On your Belgrade tour you will probably walk by the site located next to Branko’s bridge at the New Belgrade’s bank of river Sava now called Staro Sajmiste which was once the site of the new Belgrade fair (hence the name).This area has a very rich history that had a tragic ending. In the years before the World War II, this site was designed for exhibitions and cultural exchange and it represented the symbol of economic boom and prosperity of the kingdom of Yugoslavia. The latter events and World War II completely mutilated the idea and this site was turned into the concentration camp for Serbian Jews and later other prisoners of war by Nazi Germany and it was operating from 1941-1944 with indescribable suffering and death of more than 40 000 people. Because of the bloody history written during the war, this place has never regained its original function. Today it is only known as a former location of a horrible place, and even many residents of Belgrade forgot or never heard about how this place looked before the war and what a beautiful idea that was once upon a time.
If you read articles about visiting Belgrade, about this site and its history, you will only find the data about the period of the war and the horrible events that took place in Staro sajmiste. With all due respect for the casualties of the war and the suffering of the people that lost their life at this site, we would like to tell you a story about its original idea, when no one even dreamed about the horror that will take over.
In the period between the World Wars, settlements began to form on the left bank of the Sava river, closer to Belgrade, as the only existing settlement on the marshy territory of today's Novi Beograd. Settlements were known as the Novo Naselje (new settlement) and Sajmiste (fairground). Settlements developed without any urban development plan.

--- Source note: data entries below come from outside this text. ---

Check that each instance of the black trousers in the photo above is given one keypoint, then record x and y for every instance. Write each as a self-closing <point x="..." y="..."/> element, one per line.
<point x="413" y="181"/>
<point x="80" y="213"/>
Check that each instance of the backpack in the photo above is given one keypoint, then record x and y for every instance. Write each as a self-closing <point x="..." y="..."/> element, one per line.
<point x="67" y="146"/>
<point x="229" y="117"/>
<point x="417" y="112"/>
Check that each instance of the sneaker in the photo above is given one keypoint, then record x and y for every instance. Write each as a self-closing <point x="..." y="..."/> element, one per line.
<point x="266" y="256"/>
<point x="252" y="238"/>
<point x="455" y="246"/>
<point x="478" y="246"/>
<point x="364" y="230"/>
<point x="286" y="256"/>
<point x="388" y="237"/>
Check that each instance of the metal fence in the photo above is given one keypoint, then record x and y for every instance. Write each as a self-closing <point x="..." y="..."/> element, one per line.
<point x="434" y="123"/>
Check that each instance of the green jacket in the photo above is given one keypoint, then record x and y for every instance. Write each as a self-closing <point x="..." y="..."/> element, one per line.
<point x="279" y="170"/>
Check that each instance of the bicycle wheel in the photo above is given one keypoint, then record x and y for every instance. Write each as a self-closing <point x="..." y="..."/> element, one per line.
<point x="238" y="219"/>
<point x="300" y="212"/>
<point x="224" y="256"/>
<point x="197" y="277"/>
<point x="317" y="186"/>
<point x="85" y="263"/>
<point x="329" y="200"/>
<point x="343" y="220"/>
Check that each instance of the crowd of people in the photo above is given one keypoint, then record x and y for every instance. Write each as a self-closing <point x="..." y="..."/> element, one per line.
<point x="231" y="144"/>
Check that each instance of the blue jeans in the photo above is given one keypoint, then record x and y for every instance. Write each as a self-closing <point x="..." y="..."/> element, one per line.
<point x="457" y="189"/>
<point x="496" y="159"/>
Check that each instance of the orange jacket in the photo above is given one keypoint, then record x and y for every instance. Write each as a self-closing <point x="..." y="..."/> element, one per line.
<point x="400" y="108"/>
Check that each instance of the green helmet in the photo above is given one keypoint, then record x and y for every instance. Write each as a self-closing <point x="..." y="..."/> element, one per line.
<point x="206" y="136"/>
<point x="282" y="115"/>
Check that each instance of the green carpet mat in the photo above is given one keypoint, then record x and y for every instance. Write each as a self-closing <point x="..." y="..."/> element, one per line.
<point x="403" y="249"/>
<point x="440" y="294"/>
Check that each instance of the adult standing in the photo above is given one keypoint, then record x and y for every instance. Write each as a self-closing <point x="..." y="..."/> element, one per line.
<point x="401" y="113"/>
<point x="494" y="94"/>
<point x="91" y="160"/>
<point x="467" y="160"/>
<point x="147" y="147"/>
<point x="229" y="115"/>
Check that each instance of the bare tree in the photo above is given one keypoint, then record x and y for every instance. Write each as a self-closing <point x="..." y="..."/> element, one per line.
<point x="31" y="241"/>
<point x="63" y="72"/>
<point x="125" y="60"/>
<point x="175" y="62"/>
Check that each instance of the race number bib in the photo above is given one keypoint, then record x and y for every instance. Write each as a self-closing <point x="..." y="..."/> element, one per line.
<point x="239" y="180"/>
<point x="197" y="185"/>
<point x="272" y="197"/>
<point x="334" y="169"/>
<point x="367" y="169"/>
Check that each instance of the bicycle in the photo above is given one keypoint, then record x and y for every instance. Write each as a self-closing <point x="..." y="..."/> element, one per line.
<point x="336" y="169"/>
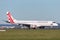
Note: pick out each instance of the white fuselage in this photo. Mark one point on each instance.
(38, 23)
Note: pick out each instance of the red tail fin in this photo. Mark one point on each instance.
(10, 18)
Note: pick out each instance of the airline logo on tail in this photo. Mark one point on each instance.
(10, 18)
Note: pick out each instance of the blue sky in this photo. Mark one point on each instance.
(31, 9)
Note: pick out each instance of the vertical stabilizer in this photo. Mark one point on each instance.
(10, 18)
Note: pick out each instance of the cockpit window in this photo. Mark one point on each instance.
(54, 22)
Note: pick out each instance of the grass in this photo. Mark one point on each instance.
(25, 34)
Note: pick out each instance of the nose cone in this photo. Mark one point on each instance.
(55, 24)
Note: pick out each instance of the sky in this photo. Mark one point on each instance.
(30, 9)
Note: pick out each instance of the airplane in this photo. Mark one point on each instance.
(30, 24)
(7, 26)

Then the complex of buildings was built in Sajmište in 1938 spreading over an area of 15,000 m² with modern and artistic buildings and constructions that hosted international fairs and was a symbol of prosperity.
From 1937 until the beginning of the World War II, this place has hosted many spectacular events in the Serbian capital, and one of them was the TV phenomenon at that time. The first television sets have appeared at the Autumn Fair 1938. The media reports during 1938 brought a slight discomfort and impatience for future visitors of the fair, with a notice that the world wonder television will be shown the first time in the Balkans. It was advertized that the “Philips” stand will show the first special TV sets that will broadcast six shows a day. Before the start of Autumn Fair, the journalists continued to report that next to the Philips pavilion there is a small studio for broadcasting of television shows. The studio was equipped with necessities only: a brown cloth background, apparatus for filming and microphone. Shows for the large pavilion will be broadcasted from this studio, where the audience will be able to monitor various entertainment spots via reception apparatus. Anticipation was gradually increasing until the 10th of September of 1938 when the first television show was broadcasted.

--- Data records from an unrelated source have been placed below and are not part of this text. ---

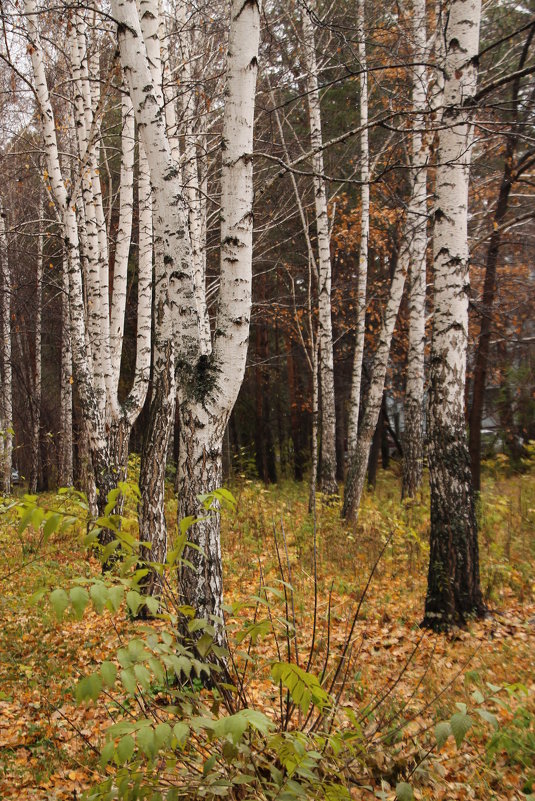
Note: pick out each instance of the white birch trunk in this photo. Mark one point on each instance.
(6, 399)
(362, 277)
(417, 233)
(453, 590)
(36, 394)
(191, 179)
(325, 335)
(176, 329)
(123, 238)
(66, 478)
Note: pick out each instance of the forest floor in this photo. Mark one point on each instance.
(49, 745)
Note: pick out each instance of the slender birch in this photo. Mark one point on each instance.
(362, 276)
(417, 230)
(453, 590)
(325, 334)
(205, 405)
(96, 342)
(7, 382)
(356, 476)
(36, 390)
(65, 450)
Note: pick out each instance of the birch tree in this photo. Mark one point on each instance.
(36, 394)
(453, 590)
(6, 399)
(417, 224)
(324, 272)
(362, 273)
(96, 351)
(412, 252)
(65, 473)
(208, 382)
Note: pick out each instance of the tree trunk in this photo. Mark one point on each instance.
(510, 173)
(417, 234)
(362, 276)
(357, 470)
(152, 525)
(453, 590)
(326, 360)
(66, 478)
(200, 471)
(36, 396)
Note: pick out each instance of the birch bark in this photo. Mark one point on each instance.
(65, 461)
(7, 384)
(453, 590)
(356, 376)
(417, 232)
(326, 360)
(359, 462)
(36, 394)
(206, 404)
(95, 341)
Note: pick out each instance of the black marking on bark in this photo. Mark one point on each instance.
(231, 240)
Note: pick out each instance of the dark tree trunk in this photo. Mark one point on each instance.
(453, 588)
(152, 525)
(296, 428)
(265, 454)
(511, 172)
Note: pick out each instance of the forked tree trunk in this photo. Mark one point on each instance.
(453, 590)
(36, 395)
(417, 234)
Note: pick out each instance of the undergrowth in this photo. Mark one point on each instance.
(327, 688)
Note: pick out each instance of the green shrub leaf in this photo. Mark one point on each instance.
(125, 748)
(79, 599)
(460, 724)
(60, 601)
(404, 792)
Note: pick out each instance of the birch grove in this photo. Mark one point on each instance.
(94, 350)
(324, 277)
(141, 328)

Before that the Sajmiste hosted the Car Show, which was visited by the large number of spectators from all over the world. The car show presented all the important exhibitors from Europe and the world at the time, such as then prestigious models of "Mercedes”, "Opel," “Reno" "Buick” ...
Immediately afterward the Air Force and exhibition followed, for which the organizers had to destroy and expand all entrances to pavilions. Although the aircraft was generally brought in parts, they were still too big for fairly large buildings of the fairground.
In Belgrade, at the Autumn Fair in 1938, there was an amusement park that was open until midnight. The big boat tour along the Sava and Danube rivers was prepared as a surprise. It was decorated with flags and plenty of lighting decorations. Several orchestras entertained the audience; the organizers took care for the great dancers and designed a dancing hall with some great jazz playing.
This idyllic picture vanished with the outburst of The World War II and the horror that followed. Later, after the new site of the Belgrade Fair was constructed on the right bank of the river Sava, Sajmište became known as Staro Sajmište (old fairground).
In 2008 it was decided that the Memorial Museum of Holocaust will be built on this site, along with compatible surrounding structures.